Contudo, se esse padrão se mantém ao longo do tempo transforma-se no cartão de visita da pessoa, no seu estilo de vida, no seu traço de carácter predominante. Depois de sair da situação específica de impotência, essa pessoa mantém o papel de vítima como uma escolha de vida. O mundo transforma-se na fórmula "todos são maus para mim, então, eu tenho de sobreviver de qualquer forma, não importa qual". 

A vítima escolhe este papel enquanto processo existencial para obter privilégios que de outra forma não seriam obtidos. Este tipo de vitimização manipuladora pretende assim garantir que o seu sofrimento é delicadamente exposto enquanto curriculum de vida (e não enquanto possível processo de superação). Em casos psicologicamente graves, a vítima manipuladora acredita ter carta branca para alimentar comportamentos que magoam os que lhes cercam.

Reconhecer e lidar com uma vítima manipuladora é difícil. 

Preste atenção a estes comportamentos: 

Mensagens de vitimização: é um tipo de táctica aplicado na maioria dos seus relacionamentos; as reacções são histórias de vitimização unilateral dirigidas à pessoa que pretendem atingir. Exemplos: "ninguém imagina como foi difícil chegar aqui"; "não sou o tipo de pessoa de me queixar mas a verdade é que ninguém me ajudou"; "já sabia que isto ia correr mal, já é hábito"; "não esperava o teu contacto, foste a única pessoa que se aproximou de mim"; "és a melhor pessoa que já conheci na vida"; "sofri aquilo que não desejo a ninguém e agora ninguém quer saber"; "não seria capaz de fazer isto nem ao meu pior inimigo".

Vitimização manipuladora: a pessoa com este perfil é capaz de distorcer qualquer história até que acabe por ser vítima da situação que ela própria criou. O mundo inteiro torna-se responsável pelas injustiças a que sente estar sujeita. Frequentemente, a distorção vem acompanhada por enredos de bastidores com frases como "ela disse que ele pensou que estavam a sentir pena de mim" ou "já vi muitas vezes pessoas como tu, aproximam-se porque têm compaixão pela minha situação passada, mas depois usam-me" ou "julguei que sabiam". Frequentemente a vítima-manipuladora assume o papel de alertar os outros sobre más intenções alheias e justifica este papel por saber muito bem o que se passa nas entrelinhas da vida dado o seu sofrimento passado. Entretanto, se os outros não acusam sensibilidade para os sinais de alerta que a vítima assinalou, podem ser acusados de apatia ou falta de inteligência.

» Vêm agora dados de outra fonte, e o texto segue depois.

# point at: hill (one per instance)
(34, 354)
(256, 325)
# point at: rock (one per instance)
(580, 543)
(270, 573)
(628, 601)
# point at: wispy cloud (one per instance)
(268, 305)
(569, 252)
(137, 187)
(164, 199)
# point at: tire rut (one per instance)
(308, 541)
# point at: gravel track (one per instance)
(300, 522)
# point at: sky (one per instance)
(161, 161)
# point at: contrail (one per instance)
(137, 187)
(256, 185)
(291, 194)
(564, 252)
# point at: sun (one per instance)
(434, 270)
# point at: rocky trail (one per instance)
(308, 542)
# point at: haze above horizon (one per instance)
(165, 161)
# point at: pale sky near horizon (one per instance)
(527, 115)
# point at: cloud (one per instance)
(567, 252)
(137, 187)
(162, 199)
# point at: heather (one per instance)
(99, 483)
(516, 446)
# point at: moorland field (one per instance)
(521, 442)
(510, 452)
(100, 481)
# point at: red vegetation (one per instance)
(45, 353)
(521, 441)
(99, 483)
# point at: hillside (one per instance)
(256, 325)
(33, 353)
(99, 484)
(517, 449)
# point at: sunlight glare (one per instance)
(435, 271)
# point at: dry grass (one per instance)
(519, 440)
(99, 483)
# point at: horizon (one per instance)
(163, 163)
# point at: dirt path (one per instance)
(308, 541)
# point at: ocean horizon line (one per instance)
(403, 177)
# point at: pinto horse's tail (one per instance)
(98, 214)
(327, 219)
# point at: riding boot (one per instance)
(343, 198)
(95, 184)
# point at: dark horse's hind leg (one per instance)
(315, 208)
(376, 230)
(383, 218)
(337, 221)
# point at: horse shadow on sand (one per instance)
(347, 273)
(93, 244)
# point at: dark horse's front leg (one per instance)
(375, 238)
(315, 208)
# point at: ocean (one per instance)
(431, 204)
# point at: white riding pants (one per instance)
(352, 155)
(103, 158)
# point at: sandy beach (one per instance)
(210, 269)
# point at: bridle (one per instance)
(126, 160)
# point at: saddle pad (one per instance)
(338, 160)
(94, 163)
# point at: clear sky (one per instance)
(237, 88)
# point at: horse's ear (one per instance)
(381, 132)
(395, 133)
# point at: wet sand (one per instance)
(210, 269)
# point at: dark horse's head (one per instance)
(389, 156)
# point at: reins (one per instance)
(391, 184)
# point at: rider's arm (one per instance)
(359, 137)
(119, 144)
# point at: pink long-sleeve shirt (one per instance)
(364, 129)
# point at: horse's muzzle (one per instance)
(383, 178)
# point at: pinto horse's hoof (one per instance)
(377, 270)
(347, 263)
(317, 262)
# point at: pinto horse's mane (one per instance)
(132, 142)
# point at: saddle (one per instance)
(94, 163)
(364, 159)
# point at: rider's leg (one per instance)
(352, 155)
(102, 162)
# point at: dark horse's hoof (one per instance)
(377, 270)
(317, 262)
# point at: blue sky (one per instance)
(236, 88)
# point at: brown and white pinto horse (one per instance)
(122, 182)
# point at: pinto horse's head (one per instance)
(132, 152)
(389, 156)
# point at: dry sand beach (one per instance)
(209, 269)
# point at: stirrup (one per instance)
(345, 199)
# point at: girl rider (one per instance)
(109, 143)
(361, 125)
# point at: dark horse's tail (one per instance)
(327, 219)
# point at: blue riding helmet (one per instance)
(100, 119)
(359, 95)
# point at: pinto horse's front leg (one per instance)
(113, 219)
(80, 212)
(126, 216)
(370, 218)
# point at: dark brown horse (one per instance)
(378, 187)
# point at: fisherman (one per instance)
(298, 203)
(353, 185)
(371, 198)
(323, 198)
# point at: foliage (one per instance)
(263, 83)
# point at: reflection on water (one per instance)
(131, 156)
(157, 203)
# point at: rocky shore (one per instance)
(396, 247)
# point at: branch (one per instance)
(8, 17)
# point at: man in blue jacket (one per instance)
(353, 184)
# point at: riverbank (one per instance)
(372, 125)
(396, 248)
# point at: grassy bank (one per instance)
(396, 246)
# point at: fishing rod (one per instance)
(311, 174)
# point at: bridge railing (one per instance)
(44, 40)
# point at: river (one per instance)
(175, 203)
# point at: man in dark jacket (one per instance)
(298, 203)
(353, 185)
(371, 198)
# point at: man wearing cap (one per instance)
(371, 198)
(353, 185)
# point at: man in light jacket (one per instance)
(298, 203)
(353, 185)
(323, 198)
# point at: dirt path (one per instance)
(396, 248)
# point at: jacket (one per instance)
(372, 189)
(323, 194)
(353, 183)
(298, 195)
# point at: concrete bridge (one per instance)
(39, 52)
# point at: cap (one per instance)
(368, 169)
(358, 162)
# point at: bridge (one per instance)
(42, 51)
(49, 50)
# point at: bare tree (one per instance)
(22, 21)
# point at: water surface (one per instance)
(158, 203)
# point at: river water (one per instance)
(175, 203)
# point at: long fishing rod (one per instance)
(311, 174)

Narcisismo: por vezes, a vítima manipuladora possui um talento genuíno e, por isso, acredita merecer um tratamento excepcional. De certa forma, à medida que aprende a manipular os outros através dos seus comportamentos de vitimização, aprende a sobreviver à custa da sua inteligência para jogar com os comportamentos ou com as vidas dos outros e isso traz-lhe um sentimento narcísico que muitas vezes tem dificuldade em controlar.

Raiva e medo: estas emoções, em conjunto, são as que mais definem o estado emocional da vítima-manipuladora. Ela abriga uma mistura de raiva e medo as quais podem não estar permanentemente a sentir, mas que são como que o farol a iluminar possíveis perigos iminentes. Assim, a vítima-manipuladora projecta constantemente a raiva e o medo no ambiente, pressionando os outros e enviando mensagens subtis com origem nestas emoções. Se os outros reagem, a vítima-manipuladora imediatamente assume o seu papel já muito familiar de vítima.